As Ford runs a hitch route on the outside, sucking the corner, Apple, up near the line of scrimmage, Bell must now effectively cover a deep half of the field on his own as Hodges breaks toward the back pylon. Bell closes the distance on the receiver, but Hodges is able to use his size to effectively 'box out' the safety, much like a rebounder would on the basketball court.
Bell only tries to undercut the route at the last possible moment, and is unable to get in the way of a very accurate throw. It's hard to blame Bell too much, as the physical aspect of the competition is clearly not in his favor.
To help, linebacker Darron Lee must get more of a jam on Hodges near the line, throwing off the timing on the route and likely making him declare his route earlier. Instead, Lee barely touches the flexed out tight end, letting him run his route unimpeded.
While jamming Hodges will help slow him down at any point in a drive, doing so near the goal line must be a priority for anyone in his vicinity. Hodges scored the game-winning touchdown over rival Virginia last fall on a simple crossing route, as the safety in coverage doesn't touch him until he tries to make a tackle as the ball is crossing the goal line.
To get Hodges so wide open down there, the Hokies like to clear out the middle of the field with the 'Double China' route concept. Hodges lines up as the middle of three receivers to the wide side of the field, with Malleck as the inner-most.
Malleck runs a corner route, making the inside linebacker follow him up the seam and drawing help from the safety over the top. Meanwhile, quarterback Michael Brewer can make a very easy read as the real estate clears out for him to make a quick throw to the inside-breaking Hodges, who once again has boxed out the defender with his size.

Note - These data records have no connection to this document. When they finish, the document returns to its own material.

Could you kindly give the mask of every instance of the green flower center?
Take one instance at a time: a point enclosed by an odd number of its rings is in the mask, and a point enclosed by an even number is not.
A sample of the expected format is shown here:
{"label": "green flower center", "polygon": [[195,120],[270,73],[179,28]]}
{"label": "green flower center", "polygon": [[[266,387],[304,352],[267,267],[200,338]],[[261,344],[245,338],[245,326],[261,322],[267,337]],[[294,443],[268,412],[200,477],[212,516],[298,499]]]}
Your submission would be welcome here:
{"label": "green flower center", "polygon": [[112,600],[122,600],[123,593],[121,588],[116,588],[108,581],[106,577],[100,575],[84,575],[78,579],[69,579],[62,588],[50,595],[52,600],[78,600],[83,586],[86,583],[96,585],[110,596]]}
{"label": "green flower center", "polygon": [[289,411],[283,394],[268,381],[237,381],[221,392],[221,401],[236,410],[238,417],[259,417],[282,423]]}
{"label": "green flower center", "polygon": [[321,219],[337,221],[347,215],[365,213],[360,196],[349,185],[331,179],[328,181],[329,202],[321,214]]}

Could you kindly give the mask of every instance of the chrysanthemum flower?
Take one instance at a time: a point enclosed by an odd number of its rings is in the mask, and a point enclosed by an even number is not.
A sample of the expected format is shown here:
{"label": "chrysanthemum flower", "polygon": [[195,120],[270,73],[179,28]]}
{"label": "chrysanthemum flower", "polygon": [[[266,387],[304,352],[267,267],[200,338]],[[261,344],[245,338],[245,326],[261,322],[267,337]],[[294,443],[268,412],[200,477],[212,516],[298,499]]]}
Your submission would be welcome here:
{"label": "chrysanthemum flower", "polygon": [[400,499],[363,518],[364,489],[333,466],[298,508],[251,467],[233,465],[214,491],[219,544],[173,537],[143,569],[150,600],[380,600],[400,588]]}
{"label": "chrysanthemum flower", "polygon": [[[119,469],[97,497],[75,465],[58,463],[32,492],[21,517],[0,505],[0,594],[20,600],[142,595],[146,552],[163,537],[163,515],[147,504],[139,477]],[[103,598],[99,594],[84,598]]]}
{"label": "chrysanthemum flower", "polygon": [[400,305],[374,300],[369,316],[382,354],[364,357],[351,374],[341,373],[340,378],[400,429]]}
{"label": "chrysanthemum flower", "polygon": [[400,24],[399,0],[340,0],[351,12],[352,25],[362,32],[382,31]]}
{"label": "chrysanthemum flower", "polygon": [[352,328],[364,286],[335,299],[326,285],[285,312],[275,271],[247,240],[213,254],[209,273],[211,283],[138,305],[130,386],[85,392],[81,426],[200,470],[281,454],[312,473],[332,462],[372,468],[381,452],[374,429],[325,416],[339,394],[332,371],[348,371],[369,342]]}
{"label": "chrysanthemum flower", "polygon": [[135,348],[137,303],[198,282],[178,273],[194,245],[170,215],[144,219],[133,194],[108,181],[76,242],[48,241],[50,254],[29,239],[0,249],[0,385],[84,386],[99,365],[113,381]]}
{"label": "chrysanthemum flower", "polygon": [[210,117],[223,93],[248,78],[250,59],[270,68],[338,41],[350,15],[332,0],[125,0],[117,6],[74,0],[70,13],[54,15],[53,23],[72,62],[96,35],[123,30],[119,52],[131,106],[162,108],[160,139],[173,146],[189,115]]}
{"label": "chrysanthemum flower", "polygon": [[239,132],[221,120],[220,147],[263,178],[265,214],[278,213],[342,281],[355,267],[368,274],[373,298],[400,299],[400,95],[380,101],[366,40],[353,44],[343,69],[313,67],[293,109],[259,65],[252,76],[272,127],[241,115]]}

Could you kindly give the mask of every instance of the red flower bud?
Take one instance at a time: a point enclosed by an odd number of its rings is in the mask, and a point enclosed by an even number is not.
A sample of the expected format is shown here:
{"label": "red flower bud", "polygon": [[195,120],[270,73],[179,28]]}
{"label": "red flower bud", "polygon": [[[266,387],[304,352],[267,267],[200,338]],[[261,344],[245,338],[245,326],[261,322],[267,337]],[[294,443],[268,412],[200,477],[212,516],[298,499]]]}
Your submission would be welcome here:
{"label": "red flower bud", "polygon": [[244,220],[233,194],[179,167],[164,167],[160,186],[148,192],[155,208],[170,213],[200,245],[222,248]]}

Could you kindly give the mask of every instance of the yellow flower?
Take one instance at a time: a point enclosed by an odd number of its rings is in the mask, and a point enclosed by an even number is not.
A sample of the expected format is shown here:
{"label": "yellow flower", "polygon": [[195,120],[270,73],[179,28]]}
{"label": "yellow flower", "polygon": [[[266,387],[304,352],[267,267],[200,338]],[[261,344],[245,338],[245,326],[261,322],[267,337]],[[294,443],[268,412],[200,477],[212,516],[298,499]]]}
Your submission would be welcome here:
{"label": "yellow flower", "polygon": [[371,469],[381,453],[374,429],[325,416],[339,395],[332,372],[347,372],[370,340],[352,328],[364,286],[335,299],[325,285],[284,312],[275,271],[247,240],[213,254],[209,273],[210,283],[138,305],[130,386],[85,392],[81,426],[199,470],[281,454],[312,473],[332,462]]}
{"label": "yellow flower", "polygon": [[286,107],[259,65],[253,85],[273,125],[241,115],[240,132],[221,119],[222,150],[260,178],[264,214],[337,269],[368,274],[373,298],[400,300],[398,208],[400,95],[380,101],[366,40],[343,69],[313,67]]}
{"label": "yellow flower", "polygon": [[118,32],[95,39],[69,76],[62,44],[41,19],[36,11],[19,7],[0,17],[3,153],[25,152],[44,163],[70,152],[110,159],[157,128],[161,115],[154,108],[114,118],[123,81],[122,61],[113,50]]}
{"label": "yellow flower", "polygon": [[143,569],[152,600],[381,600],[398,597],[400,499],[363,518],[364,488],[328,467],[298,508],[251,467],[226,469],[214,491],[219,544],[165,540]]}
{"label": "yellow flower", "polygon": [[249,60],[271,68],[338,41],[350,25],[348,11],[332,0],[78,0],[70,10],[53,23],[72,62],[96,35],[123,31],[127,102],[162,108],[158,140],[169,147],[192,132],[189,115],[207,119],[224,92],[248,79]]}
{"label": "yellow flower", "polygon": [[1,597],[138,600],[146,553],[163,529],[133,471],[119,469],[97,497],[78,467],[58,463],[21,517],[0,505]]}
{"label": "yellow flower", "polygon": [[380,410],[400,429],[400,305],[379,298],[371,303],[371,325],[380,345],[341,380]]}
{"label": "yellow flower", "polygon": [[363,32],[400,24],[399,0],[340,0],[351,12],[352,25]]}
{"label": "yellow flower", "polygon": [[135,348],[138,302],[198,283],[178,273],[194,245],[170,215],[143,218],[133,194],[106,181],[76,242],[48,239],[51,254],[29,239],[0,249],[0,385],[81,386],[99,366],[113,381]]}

For OSU, Lee would likely be the man lining up across from Hodges in this situation, much as he does in the 'Smash' example above. When the Hokies line up with three receivers to one side, Lee must recognize that the middle linebacker will likely be playing the inside receiver, and unable to help on a crossing route. Once again, Lee must jam the big tight end, especially on any inside route, cutting off such easy throws and instead forcing Brewer to look for the corner route, which is a much more difficult pass to complete.
Much in the same way the Buckeyes took apart Michigan State's quarters coverage last fall by attacking the safeties over the top with Devin Smith, the Hokies will try to attack the Silver Bullets with Hodges in one-on-one coverage against Bell and Powell. Since the duo isn't likely to grow six inches in the next week, it's crucial that Lee take an active role in slowing Hodges down and throwing off the timing of his routes.
The Hokies will undoubtedly try to establish a power running game, going against a Buckeye defensive line that will be breaking in three new starters with the suspension of Joey Bosa. If they have success getting the ground game going, the play-action pass becomes a serious threat, and Lee must stay disciplined and stay in the way of Hodges on vertical routes instead of biting on the fake handoff.
Luckily Lee showed great patience in similar situations against Alabama in the Sugar Bowl, the same night he exploded on the national scene and was named the game's defensive MVP. While asking for an MVP performance from him may seem like a lot, it may be critical for the Buckeyes to come away victorious in Blacksburg.